1

I've seen in code a direct read into std::string where the contents are intended to be interpreted as a string as follows:

std::string note;
note.resize(n);
read( &note[0], n );

Assume that n is of a fixed size, as in a parsing scenario.

Are there are any issues with reading directly into a string? I have seen a lot of uses of ifstreams, but it seems excessive in this case.

Kara
  • 6,115
  • 16
  • 50
  • 57
Aaron Swan
  • 1,206
  • 1
  • 13
  • 20
  • It's basically the same as reading it into a `char` buffer. If you're sure your buffer is big enough there's nothing wrong with it. – Hatted Rooster Sep 07 '16 at 15:55
  • 3
    It really depends on the use case. If the data is not really a string then you may want to consider a `std::vector` so you do not "lie" to yourself. – NathanOliver Sep 07 '16 at 15:56
  • 2
    There is no such thing as *good practice*. There are techniques suitable to achieve a particular goal or not suitable for a specific set of reasons. Stop thinking about best practices, think like an engineer. – SergeyA Sep 07 '16 at 15:59
  • @SergeyA I understand what you mean. By good practice, I meant, in this scenario, are there specific reasons not to do this. – Aaron Swan Sep 07 '16 at 16:05
  • @NathanOliver Thank you. I've clarified for the intent of interpreting as a string. – Aaron Swan Sep 07 '16 at 16:07
  • @GillBates It looks like you're right in practice. I found the following link that says until c++11, a string wasn't defined to have contiguous storage, but in practice it does: http://stackoverflow.com/questions/1986966/does-s0-point-to-contiguous-characters-in-a-stdstring – Aaron Swan Sep 07 '16 at 21:22

2 Answers2

2

First, if it's a text file made by several lines, I find the std::string class not a good choice as a "container"; I would prefer just a std::vector<char>, or if you want to do some additional parsing and break the file into its single lines, a std::vector<std::string>.

I'd also pay attention to the encoding used by the file: is it UTF-8? Is it some other char-based encoding?

For example, if the file is UTF-16, reading it as a raw sequence of bytes into a std::string would be very misleading (and bug prone).

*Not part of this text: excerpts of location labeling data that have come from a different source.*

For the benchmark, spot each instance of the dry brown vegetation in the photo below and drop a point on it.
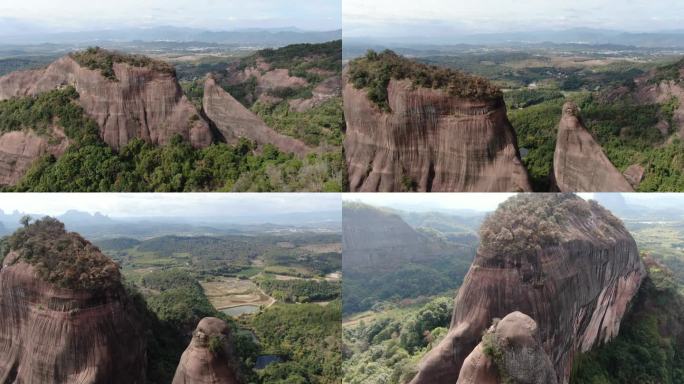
(374, 71)
(63, 258)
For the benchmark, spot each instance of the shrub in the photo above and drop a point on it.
(64, 258)
(103, 60)
(374, 71)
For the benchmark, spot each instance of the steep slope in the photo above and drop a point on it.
(376, 239)
(208, 358)
(128, 96)
(233, 121)
(579, 164)
(19, 149)
(66, 317)
(426, 129)
(510, 351)
(663, 85)
(568, 264)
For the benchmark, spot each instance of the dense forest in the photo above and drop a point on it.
(231, 255)
(300, 290)
(89, 165)
(388, 348)
(374, 71)
(607, 88)
(308, 336)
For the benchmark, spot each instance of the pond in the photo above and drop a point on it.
(240, 310)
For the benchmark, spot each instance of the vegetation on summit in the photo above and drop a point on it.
(97, 58)
(374, 71)
(63, 258)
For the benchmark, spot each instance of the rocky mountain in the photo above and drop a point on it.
(579, 164)
(233, 121)
(514, 344)
(568, 264)
(66, 317)
(415, 127)
(128, 96)
(377, 239)
(208, 358)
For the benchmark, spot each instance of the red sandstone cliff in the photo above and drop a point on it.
(233, 121)
(19, 149)
(141, 102)
(568, 264)
(579, 164)
(50, 334)
(512, 348)
(202, 365)
(432, 140)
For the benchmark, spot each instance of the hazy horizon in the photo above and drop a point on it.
(441, 19)
(146, 205)
(479, 202)
(45, 16)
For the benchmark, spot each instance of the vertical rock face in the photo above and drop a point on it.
(579, 164)
(511, 350)
(430, 141)
(376, 239)
(19, 149)
(50, 334)
(140, 103)
(568, 264)
(233, 121)
(207, 360)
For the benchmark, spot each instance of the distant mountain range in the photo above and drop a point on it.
(97, 225)
(252, 36)
(666, 39)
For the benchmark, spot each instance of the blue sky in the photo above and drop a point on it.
(172, 204)
(388, 18)
(78, 15)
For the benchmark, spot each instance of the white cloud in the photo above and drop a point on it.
(380, 17)
(75, 15)
(171, 204)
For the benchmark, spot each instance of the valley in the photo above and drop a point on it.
(627, 98)
(231, 118)
(388, 342)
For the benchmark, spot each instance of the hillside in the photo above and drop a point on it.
(385, 259)
(412, 127)
(531, 246)
(88, 122)
(63, 297)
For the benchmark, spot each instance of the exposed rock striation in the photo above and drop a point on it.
(140, 102)
(568, 264)
(208, 358)
(233, 121)
(376, 239)
(510, 351)
(53, 334)
(19, 149)
(579, 164)
(430, 140)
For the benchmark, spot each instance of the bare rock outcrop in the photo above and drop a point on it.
(54, 334)
(233, 121)
(19, 149)
(568, 264)
(140, 102)
(510, 352)
(430, 141)
(376, 239)
(208, 358)
(579, 164)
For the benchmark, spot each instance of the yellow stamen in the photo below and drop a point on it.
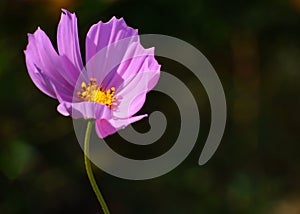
(92, 92)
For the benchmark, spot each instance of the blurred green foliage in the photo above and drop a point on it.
(255, 49)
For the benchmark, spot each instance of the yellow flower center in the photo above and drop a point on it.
(92, 92)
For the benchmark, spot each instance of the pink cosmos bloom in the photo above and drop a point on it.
(111, 88)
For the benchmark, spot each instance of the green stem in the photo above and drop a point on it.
(89, 168)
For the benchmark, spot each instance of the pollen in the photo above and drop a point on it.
(92, 92)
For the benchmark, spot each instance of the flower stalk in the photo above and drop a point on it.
(88, 168)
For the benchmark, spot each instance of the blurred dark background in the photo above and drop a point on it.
(254, 47)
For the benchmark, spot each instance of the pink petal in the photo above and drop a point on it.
(102, 35)
(45, 67)
(132, 96)
(105, 127)
(68, 44)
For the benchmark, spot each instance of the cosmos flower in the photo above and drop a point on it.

Moreover, it's important also to pay attention to the size of the file. If you have a gigantic text file (e.g. 5GB) and you are building a 32-bit Windows application, your code won't work (as 32-bit processes on Windows are limited to 2GB by default). In such cases, reading the file content in smaller chunks (or using memory-mapped file techniques with smaller "views" on the file) may be a better alternative.

Mr.C64
  • 41,637
  • 14
  • 86
  • 162
1

Look at it this way: “What's the worst that could happen?”

Are you obtaining a file from the local user? And if they supply a file that's too big, perhaps their machine will thrash, or even kill your program with an out-of-memory error?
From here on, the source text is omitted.